As the Missouri General Assembly seeks to grapple with a steady rise in the cost of prescription drugs, we should expect lawmakers to hold accountable those responsible for the rapid increase in the price of drugs.
Indeed, year after year, major pharmaceutical corporations, often based overseas, have raised their list prices on essential medications.
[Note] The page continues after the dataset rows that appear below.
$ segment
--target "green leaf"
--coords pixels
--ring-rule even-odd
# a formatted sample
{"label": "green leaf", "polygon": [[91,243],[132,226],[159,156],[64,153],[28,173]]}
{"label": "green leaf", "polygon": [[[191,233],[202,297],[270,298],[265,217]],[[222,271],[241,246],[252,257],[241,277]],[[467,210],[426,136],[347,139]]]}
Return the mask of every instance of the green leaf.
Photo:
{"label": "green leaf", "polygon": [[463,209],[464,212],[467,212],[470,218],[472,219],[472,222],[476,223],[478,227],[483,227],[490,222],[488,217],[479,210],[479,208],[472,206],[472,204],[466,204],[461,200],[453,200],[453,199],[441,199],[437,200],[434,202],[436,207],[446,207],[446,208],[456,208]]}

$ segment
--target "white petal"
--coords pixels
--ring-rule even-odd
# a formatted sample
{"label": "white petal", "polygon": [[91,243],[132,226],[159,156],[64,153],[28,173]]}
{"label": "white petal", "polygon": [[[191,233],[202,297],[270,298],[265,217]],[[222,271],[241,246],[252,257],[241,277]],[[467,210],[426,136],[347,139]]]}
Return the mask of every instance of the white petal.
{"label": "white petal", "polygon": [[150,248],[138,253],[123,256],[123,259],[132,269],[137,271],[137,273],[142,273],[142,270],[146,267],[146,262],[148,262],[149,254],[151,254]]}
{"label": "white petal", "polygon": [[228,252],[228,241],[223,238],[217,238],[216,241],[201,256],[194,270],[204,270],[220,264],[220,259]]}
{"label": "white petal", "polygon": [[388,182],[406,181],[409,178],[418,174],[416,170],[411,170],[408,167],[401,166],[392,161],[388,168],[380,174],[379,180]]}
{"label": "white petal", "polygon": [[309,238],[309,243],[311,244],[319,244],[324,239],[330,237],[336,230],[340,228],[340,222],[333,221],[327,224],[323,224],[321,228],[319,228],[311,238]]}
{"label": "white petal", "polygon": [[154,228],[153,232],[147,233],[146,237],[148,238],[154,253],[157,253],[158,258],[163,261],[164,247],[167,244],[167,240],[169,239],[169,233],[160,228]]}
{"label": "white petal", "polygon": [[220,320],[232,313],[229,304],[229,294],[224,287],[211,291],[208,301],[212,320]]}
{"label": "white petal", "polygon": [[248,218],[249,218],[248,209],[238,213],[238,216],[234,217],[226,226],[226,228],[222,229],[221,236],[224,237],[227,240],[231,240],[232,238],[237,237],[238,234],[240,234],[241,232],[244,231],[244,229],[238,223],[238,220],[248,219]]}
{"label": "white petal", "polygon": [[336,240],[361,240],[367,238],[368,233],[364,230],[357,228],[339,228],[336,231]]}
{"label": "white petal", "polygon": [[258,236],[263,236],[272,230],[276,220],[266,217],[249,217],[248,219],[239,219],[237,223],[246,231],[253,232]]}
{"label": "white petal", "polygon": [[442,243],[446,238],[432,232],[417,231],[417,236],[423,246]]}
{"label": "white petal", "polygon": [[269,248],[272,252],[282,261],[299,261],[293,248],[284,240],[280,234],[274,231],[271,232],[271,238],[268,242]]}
In 2022, Johnson & Johnson, Merck and Bristol Myers Squibb alone reported over $38 billion in profits, all while exponentially increasing the price of their products every year. While these numbers are surely cause for celebration in the corporate boardrooms of Big Pharma, Missouri employers, unions and patients have borne the cost.
Flush with profits, Big Pharma has prescribed Missouri legislators a steady regimen of propaganda designed to place the blame for higher prices on anyone but it. I suppose we shouldn’t be surprised the Legislature is presently advancing priority legislation for drug companies that will only exasperate higher prices.
SB 45 and HB 982 have both advanced out of their respective Health Committees, and now await consideration on the House and Senate Floor. These bills do nothing to address the high prices set by pharmaceutical companies, but rather, seek to weaken Pharmacy Benefit Managers – the primary economic entity designed to force drug companies to offer a lower price.
Of course, pharmaceutical companies know their reputations don’t carry much weight with lawmakers. Wisely, they have lurked in the shadow of the Capitol rotunda, while funding state pharmacy associations and “patient advocacy groups” to serve as their primary messengers.
In fact, the drug wholesaler McKesson, ranked 9th on the Fortune 500 list, recently announced a major investment in all 50 state pharmacy associations. McKesson is vertically integrated with drug manufacturer NorthStar, along with the pharmacies that sell drugs at retail and the pharmacy services administrative organizations that negotiate reimbursement rates for most pharmacists.
Now, legislators who believe they are helping their local pharmacists are poised to pass Big Pharma’s legislative agenda.
SB 45 and HB 982 would implement a Pharma scheme known as “couponing.” After spending millions advertising their high list price drugs, Pharma companies rely on consumers to pick their brand name drugs over less expensive alternatives. Employers and unions who provide prescription drug benefits often will incentivize their plan participants to select a lower-cost option through a reduced co-payment.
To eliminate this incentive, drug manufacturers want to offer coupons that cover only the cost-share obligation of the patient. They then stick Missouri employers and unions with the bill for their high-priced drug. At the federal level, these scams are banned as illegal kickbacks in the Medicare program.
Just last year in Congress, Big Pharma spent tens of millions of dollars lobbying to ban health plan sponsors from paying their PBM an incentive for negotiating a better deal from drug manufacturers. Luckily, President Trump and Elon Musk sank this lame duck effort at the end of last year. Meanwhile, SB 45 and HB 982 seek to bring back these restrictions on health plan sponsors in the state of Missouri.
Missouri can’t afford to bail out Big Pharma. High drug costs are crippling employer- and union-sponsored health plans. Big Pharma’s legislative agenda will only make things worse, and Missouri House and Senate members should reject it.